Reads documents from /input, converts to Markdown, writes to /output.
Supports both CPU and GPU (CUDA) processing via Docling.
"""

import os
import sys
import json
import time
import logging
import argparse
from pathlib import Path
from datetime import datetime

# Configure logging
logging.basicConfig(
    level=logging.INFO,
    format='%(asctime)s [%(levelname)s] %(message)s',
    handlers=[logging.StreamHandler(sys.stdout)]
)
logger = logging.getLogger(__name__)

# Code Engine task metadata
TASK_INDEX = os.getenv('CE_TASK_INDEX', '0')
TASK_ID = os.getenv('CE_TASK_ID', 'local')

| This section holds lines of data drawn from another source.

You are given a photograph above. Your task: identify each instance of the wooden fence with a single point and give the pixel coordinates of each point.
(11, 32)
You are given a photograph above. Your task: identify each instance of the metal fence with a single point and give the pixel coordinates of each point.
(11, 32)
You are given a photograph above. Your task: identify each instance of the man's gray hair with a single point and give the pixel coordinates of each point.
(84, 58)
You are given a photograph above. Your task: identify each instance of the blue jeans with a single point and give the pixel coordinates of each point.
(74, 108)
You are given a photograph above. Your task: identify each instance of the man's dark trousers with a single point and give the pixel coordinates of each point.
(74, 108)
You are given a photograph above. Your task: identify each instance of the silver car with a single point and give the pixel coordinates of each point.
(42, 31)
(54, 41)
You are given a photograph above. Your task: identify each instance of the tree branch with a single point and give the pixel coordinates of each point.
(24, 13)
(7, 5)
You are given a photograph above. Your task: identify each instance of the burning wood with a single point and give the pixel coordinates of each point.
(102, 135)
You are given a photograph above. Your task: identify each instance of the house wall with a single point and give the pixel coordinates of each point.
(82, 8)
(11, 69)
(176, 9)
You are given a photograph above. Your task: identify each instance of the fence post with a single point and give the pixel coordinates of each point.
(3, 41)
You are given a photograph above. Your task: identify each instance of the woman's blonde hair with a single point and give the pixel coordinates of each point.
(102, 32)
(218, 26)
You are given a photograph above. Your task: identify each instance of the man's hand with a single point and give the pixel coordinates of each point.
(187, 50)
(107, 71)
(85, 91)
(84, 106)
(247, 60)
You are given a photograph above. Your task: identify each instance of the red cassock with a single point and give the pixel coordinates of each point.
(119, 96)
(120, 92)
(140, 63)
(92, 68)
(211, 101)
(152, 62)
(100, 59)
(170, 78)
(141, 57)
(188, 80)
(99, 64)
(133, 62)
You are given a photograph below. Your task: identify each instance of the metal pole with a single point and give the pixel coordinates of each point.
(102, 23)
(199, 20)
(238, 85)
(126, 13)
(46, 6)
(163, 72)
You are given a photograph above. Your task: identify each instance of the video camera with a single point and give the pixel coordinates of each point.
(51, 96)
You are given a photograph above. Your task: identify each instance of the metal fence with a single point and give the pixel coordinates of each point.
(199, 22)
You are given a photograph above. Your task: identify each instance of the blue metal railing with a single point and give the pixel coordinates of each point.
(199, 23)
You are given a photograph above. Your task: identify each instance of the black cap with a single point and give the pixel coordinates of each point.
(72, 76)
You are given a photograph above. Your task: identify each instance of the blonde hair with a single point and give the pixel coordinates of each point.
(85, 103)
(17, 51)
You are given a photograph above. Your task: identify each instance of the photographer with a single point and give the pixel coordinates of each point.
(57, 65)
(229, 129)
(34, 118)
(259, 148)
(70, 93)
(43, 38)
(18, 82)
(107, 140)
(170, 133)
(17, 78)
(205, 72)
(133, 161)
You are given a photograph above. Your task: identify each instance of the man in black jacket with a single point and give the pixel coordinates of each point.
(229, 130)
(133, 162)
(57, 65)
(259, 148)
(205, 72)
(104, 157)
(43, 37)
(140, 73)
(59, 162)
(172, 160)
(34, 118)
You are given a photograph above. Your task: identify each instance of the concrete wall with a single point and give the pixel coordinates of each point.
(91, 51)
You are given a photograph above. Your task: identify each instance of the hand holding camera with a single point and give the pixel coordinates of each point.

# Processing configuration
INPUT_DIR = os.getenv('INPUT_DIR', '/input')
OUTPUT_DIR = os.getenv('OUTPUT_DIR', '/output')
NUM_THREADS = int(os.getenv('DOCLING_NUM_THREADS', '4'))
DEVICE = os.getenv('DOCLING_DEVICE', 'auto')  # 'auto', 'cuda', 'cpu', 'mps'
ENABLE_OCR = os.getenv('DOCLING_ENABLE_OCR', 'true').lower() == 'true'
ENABLE_TABLE_STRUCTURE = os.getenv('DOCLING_ENABLE_TABLE_STRUCTURE', 'true').lower() == 'true'
ENABLE_PICTURE_CLASSIFICATION = os.getenv('DOCLING_ENABLE_PICTURE_CLASSIFICATION', 'false').lower() == 'true'


def detect_device():
    """Auto-detect best available device."""
    if DEVICE != 'auto':
        return DEVICE
    try:
        import torch
        if torch.cuda.is_available():
            gpu_name = torch.cuda.get_device_name(0)
            gpu_mem = torch.cuda.get_device_properties(0).total_memory / (1024**3)
            logger.info(f"GPU detected: {gpu_name} ({gpu_mem:.1f} GB VRAM)")
            return 'cuda'
        elif hasattr(torch.backends, 'mps') and torch.backends.mps.is_available():
            logger.info("Apple MPS detected")
            return 'mps'
    except ImportError:
        pass
    logger.info("Using CPU for processing")
    return 'cpu'


def build_converter(device: str):
    """Build and configure the Docling DocumentConverter for all supported formats."""
    from docling.document_converter import DocumentConverter, PdfFormatOption
    from docling.datamodel.base_models import InputFormat
    from docling.datamodel.pipeline_options import (
        PdfPipelineOptions,
        EasyOcrOptions,
    )

    logger.info(f"Building Docling converter (device={device}, ocr={ENABLE_OCR}, tables={ENABLE_TABLE_STRUCTURE})")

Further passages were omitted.